Monday, Mar. 23, 1959
Decline & Fall
MY FATHERS AND I (253 pp.)--Eric Linklater--Harcourt, Brace ($3.95).
British Novelist Eric Linklater (Juan in America, Laxdale Hall) wore the kilt of the gallant Black Watch in World War I and has laughed in the face of reality ever since. His new novel, My Fathers and I, is an escape into the past. It is told by a degenerate descendant of proud ancestors who were greatly absurd but greatly revered. The narrator is Edward G. (for Gratiano) Vanbrugh, a seedily broke antique dealer in a shabby English provincial town. His principal stock, symbolically enough, was a menagerie of Staffordshire China figures--shepherdesses, sailors, heroes of the past. As his narrative unfolds, it turns into a gallery of historical portraits redone by a modern caricaturist.
All the Vanbrughs made fools of themselves in one way or another, but they did so in the grand manner. There was Eustace Vanbrugh (born 1834), a truly Victorian loony with an army of servants to command. (Linklater suggests that the servant class has disappeared only to re-emerge as civil servants taking revenge, in the name of socialism, on their former masters.) Eustace's lunacy revolved around the theological implications of Charles Darwin's Origin of Species. He would bribe maidservants with a guinea in order to investigate whether or not they had tails: discovery of a vestigial caudal appendage of course would help the Darwinian faction. His scientific passion caused his social ruin during the visit of a German grand duchess whose family was reputed to be fitted with a Darwinian decoration.
Most of the other Vanbrughs had their troubles with women, too. Francis Vanbrugh (born 1772) was a frail and handsome man given to fainting fits, who spent ten long years being hopelessly in love with the proud Duchess of Avalon. When she finally capitulated and came to his room, Francis, "maladroit as ever," took the occasion to die. Then there was Thomas Vanbrugh (born 1861), a captain in Prince Albert's Regiment of Assam Light Infantry in India, who gallantly disgraced himself during a native uprising when he ordered a retreat solely to save the local British Resident's wife, a dauntless lady with a superior figure. Finally, there was Edward Vanbrugh (born 1891), the narrator's own father, who returned after long and distinguished service in World War I to a wife whom he had known only three days. She met him at Victoria Station, and the two went off for two blissful nights in the Regent Palace Hotel. Only after he left her did she realize that Edward had not recognized her at all and had left -L-50 on the mantelpiece.

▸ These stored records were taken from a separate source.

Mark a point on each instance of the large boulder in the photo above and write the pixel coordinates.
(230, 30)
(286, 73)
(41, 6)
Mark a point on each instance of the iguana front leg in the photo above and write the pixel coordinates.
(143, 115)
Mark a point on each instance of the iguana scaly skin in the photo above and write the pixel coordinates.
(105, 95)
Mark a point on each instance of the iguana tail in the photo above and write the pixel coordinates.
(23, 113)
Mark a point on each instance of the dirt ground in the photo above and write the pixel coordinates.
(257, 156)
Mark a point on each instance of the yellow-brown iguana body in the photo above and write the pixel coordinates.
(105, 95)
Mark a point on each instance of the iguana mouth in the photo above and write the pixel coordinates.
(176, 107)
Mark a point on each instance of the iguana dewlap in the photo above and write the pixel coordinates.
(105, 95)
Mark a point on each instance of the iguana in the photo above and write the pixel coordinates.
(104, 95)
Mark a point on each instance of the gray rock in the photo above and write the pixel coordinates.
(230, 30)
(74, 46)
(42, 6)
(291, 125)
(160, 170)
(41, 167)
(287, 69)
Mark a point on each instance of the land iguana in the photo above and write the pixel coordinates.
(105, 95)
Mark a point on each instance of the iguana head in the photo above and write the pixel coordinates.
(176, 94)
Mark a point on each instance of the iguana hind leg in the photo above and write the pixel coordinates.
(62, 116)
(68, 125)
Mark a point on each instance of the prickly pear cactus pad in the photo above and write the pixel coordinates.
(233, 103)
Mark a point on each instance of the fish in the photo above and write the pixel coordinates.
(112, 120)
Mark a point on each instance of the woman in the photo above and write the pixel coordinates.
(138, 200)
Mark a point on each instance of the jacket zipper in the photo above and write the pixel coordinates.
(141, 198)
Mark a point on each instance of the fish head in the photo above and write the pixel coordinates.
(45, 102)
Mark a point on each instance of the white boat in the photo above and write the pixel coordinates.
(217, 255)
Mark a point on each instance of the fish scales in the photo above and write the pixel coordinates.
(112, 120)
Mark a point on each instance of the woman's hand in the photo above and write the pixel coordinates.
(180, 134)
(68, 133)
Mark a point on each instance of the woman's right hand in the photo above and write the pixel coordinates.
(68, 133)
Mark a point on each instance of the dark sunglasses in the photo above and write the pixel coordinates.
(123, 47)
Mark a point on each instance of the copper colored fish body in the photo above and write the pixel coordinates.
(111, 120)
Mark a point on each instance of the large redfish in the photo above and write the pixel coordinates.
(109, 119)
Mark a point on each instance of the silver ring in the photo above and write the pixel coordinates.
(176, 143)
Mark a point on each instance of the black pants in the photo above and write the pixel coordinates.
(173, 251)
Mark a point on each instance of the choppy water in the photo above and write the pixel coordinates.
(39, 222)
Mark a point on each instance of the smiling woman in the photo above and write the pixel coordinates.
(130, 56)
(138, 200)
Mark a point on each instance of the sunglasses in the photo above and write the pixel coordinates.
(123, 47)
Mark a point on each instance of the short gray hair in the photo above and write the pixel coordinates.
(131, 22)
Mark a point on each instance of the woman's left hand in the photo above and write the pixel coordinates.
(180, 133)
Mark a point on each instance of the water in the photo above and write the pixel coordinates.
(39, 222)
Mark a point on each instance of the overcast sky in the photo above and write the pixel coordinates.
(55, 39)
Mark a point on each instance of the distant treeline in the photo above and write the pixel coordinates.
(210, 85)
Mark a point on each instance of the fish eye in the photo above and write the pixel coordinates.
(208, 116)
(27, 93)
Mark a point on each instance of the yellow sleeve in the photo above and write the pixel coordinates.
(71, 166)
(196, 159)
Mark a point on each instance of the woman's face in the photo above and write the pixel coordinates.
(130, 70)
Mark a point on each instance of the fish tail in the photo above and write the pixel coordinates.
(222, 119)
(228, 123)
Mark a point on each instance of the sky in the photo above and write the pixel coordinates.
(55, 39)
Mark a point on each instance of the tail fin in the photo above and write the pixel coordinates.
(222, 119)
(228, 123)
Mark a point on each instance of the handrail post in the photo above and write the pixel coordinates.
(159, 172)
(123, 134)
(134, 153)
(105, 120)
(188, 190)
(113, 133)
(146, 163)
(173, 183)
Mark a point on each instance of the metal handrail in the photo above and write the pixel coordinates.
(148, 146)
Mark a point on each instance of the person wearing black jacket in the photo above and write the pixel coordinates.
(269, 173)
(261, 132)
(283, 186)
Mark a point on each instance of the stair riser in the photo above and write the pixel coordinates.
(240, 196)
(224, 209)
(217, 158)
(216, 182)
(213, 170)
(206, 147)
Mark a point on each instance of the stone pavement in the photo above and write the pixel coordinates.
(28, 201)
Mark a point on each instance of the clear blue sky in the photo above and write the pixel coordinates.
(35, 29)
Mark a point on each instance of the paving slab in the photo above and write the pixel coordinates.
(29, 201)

As for the modern Vanbrugh who tells the story, he is a nobody, but he has a spiv's eye for survival, the derisive eloquence of a shameless man and the bogus kind of face that, as he suggests, would go well on a butler or a bishop. As Author Linklater tells it in his savagely comic novel, Vanbrugh spent a profitable war as a wingless wing commander in the R.A.F. and ends his career as a superior flunky in the household of a Texas aristocrat. Says he: "I see my destiny, I recognize my genius ... but England, I have not abandoned you. No more than Clive or Hastings, Raffles or Lugard . . . have I deserted you!"
Author Linklater's moral is clear: the past may be laughable, but the present is beneath contempt.